Aus dem Tod von mehr als 50 Rindern und Pferden während des Hochwassers 2013 hatte der Stendaler Nabu-Kreisverband Konsequenzen gezogen. Das Bucher Brack wird mit schwer zu behandelnden Tieren nicht mehr beweidet. Nun kritisiert die Bürgerinitiative die Haltung auf westelbischem Deichvorland.

Tangermünde/Buch l Der Nabu habe Konsequenzen gezogen, gestand Anne Grellmann von der Bürgerinitiative am Sonntag während der Demo auf dem Tangermünder Marktplatz ein. Nach der Hochwassertragödie im vergangenen Sommer, während der über 50 Tiere ihr Leben lassen mussten, verzichtet der Verband darauf, das Bucher Brack beweiden zu lassen.
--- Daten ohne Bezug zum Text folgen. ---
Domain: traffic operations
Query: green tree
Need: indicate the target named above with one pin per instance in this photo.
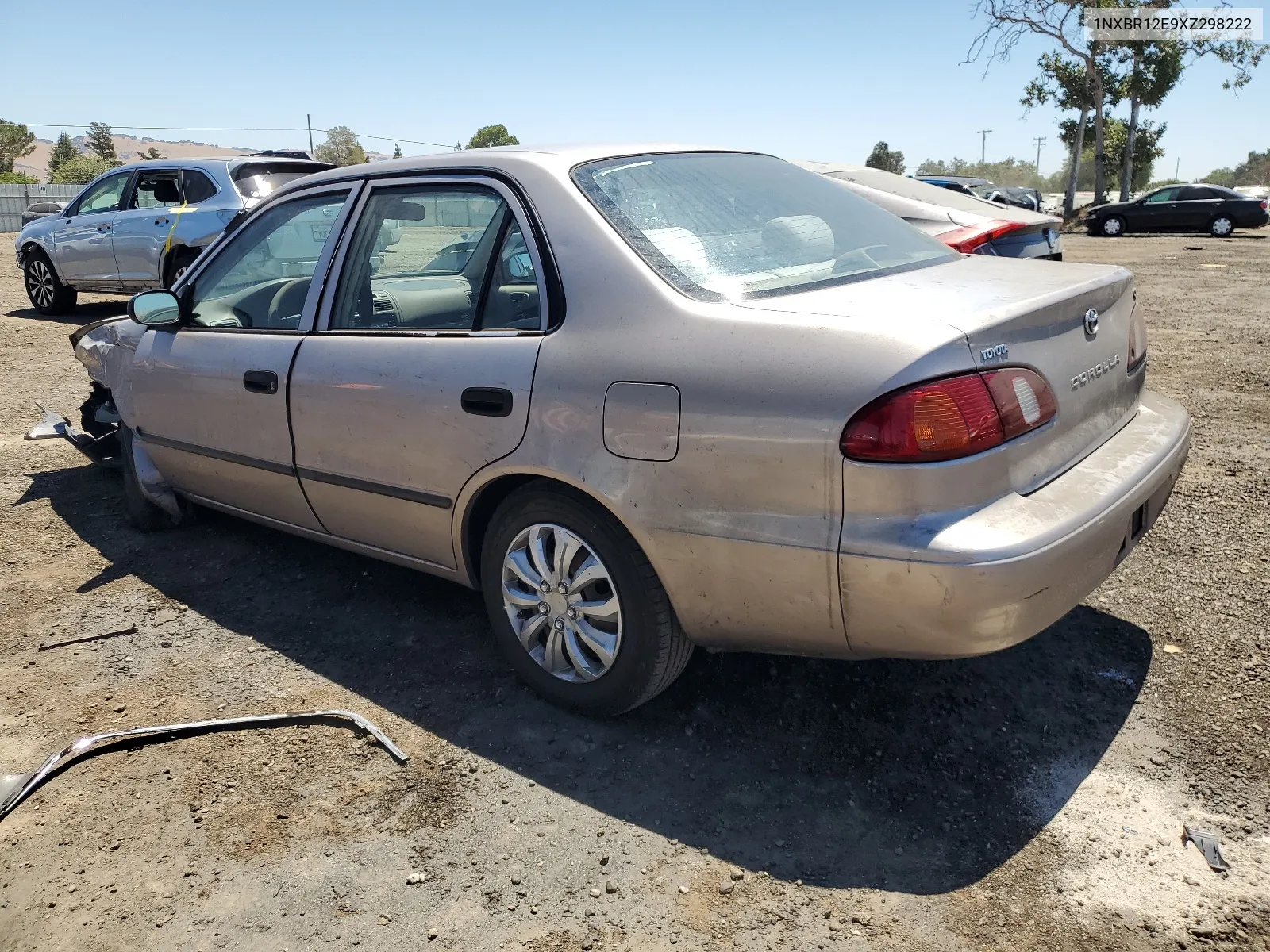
(489, 136)
(80, 171)
(16, 143)
(341, 148)
(1254, 171)
(101, 143)
(883, 158)
(63, 150)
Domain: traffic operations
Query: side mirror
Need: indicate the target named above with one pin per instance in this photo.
(521, 266)
(156, 309)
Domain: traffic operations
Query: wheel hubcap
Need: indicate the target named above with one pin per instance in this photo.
(562, 603)
(40, 283)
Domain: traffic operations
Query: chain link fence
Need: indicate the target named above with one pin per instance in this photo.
(16, 198)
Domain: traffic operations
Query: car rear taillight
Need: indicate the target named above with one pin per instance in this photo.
(1137, 340)
(950, 418)
(967, 240)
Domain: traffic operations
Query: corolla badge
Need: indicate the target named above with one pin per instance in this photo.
(1096, 371)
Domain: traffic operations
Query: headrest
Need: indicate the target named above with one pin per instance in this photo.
(165, 190)
(798, 239)
(683, 249)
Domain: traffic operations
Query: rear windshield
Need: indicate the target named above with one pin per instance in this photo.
(260, 179)
(728, 226)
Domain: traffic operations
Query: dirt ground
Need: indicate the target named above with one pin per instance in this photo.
(1030, 800)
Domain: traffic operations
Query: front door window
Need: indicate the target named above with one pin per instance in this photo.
(262, 278)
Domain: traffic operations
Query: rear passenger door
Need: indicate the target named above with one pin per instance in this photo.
(423, 363)
(1197, 207)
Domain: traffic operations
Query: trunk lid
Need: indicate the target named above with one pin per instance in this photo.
(1022, 314)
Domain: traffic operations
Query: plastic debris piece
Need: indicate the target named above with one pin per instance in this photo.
(1210, 846)
(90, 638)
(17, 787)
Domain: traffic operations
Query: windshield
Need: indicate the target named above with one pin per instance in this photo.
(732, 226)
(260, 179)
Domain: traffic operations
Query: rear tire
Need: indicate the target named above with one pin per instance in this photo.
(1113, 226)
(651, 649)
(1221, 226)
(140, 512)
(44, 290)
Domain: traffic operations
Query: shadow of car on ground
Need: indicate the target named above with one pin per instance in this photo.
(910, 776)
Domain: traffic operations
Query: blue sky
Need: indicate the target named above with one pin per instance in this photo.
(806, 80)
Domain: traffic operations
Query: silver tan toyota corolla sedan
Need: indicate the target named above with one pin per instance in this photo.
(647, 399)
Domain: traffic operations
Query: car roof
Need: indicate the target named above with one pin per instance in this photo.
(510, 158)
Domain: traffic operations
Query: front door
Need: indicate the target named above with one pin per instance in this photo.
(1159, 211)
(422, 370)
(210, 397)
(143, 228)
(83, 239)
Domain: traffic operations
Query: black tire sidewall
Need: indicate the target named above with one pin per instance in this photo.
(625, 683)
(1103, 226)
(64, 298)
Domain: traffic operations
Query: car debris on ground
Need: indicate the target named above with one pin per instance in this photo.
(17, 787)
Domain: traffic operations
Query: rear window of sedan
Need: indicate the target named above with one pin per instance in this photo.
(729, 226)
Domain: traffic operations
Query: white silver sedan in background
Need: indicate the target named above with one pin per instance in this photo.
(645, 399)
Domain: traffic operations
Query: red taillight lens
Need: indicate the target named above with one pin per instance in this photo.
(967, 240)
(950, 418)
(1137, 340)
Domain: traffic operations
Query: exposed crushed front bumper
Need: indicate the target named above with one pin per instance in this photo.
(1001, 574)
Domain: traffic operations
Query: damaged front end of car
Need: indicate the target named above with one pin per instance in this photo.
(106, 349)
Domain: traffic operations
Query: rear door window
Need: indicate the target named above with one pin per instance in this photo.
(419, 259)
(197, 186)
(156, 188)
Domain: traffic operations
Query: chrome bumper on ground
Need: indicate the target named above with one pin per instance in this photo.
(996, 577)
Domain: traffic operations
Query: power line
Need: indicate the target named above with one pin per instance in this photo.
(226, 129)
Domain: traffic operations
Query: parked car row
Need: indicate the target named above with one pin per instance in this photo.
(141, 225)
(647, 399)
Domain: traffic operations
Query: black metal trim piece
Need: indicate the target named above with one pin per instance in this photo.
(410, 495)
(283, 469)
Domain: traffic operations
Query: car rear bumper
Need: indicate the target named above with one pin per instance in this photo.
(996, 577)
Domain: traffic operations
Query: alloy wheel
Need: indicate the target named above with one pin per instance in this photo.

Nun verwies Grellmann allerdings darauf, dass aktuell Deichvorland auf westelbischer Seite in Höhe des Bucher Bracks durch Tiere des Nabu beweidet wird. Sie unterstellte dem Nabu-Kreisverbandschef Dr. Peter Neuhäuser Unbelehrbarkeit. Denn auch dies sei ein Überflutungsbereich, in dem wild lebende Herden gefährdet seien.

Angesichts der Tatsache, dass seit Jahrhunderten das Deichvorland mit Vieh bewirtschaftet wird, zeigte sich Neuhäuser gegenüber der Volksstimme über diese Kritik erstaunt. Die dort vom Nabu gehaltenen Pferde seien auch nicht das einzige Vieh im Überflutungsbereich. Links und rechts neben diesen Tieren würden weitere Pferde und Kühe weiden, deren Besitzer augenscheinlich keiner Kritik ausgesetzt seien. "Die Beweidung im Deichvorland ist üblich und gewollt", macht der Nabu-Kreischef klar.

Weidegebiet ist über Fährweg gut zu erreichen

Ein Drama wie vor einem Jahr im Bucher Brack könne sich außerdem in dieser westelbischen Region nicht abspielen. Denn im Gegensatz zum Bucher Brack, welches praktisch einer Insel ähnelt, seien die nun genutzten Weiden durch den angrenzenden Fährweg gut zu erreichen und die Tiere könnten jederzeit abtransportiert werden. Außerdem verwies Neuhäuser darauf, dass derzeit in keinster Weise mit Hochwasser zu rechnen sei.

Grellmann ging auch auf die zivilrechtliche Auseinandersetzung zwischen ihr und Doreen Lemme von der Bürgerinitiative auf der einen Seite und dem Nabu, speziell Neuhäuser, auf der anderen Seite ein. Die beiden Frauen wüssten noch nicht, ob sie mit der vom Gericht vorgeschlagenen Mediation einverstanden seien. Neuhäuser bestätigte indes gegenüber der Volksstimme, dass er sich auf dieses Angebot einlassen würde. Die staatsanwaltschaftlichen Ermittlungen gegen den Nabu-Kreischef, dem die Verantwortung für den Tod der Tiere vorgeworfen wurde, sind bereits eingestellt worden.

Rund 30 Demonstranten, teilweise in einheitlichen grünen T-Shirts mit der Aufschrift: "Auch auf Nabu-Weiden sollen keine Tiere mehr leiden" machten während dieser mittlerweile elften Demonstration ihrem Unmut Luft. Mit einer größeren Beteiligung sei nicht zu rechnen gewesen, so Grellmann. Schließlich sei es an diesem Tag sehr heiß gewesen und es sei Ferienzeit.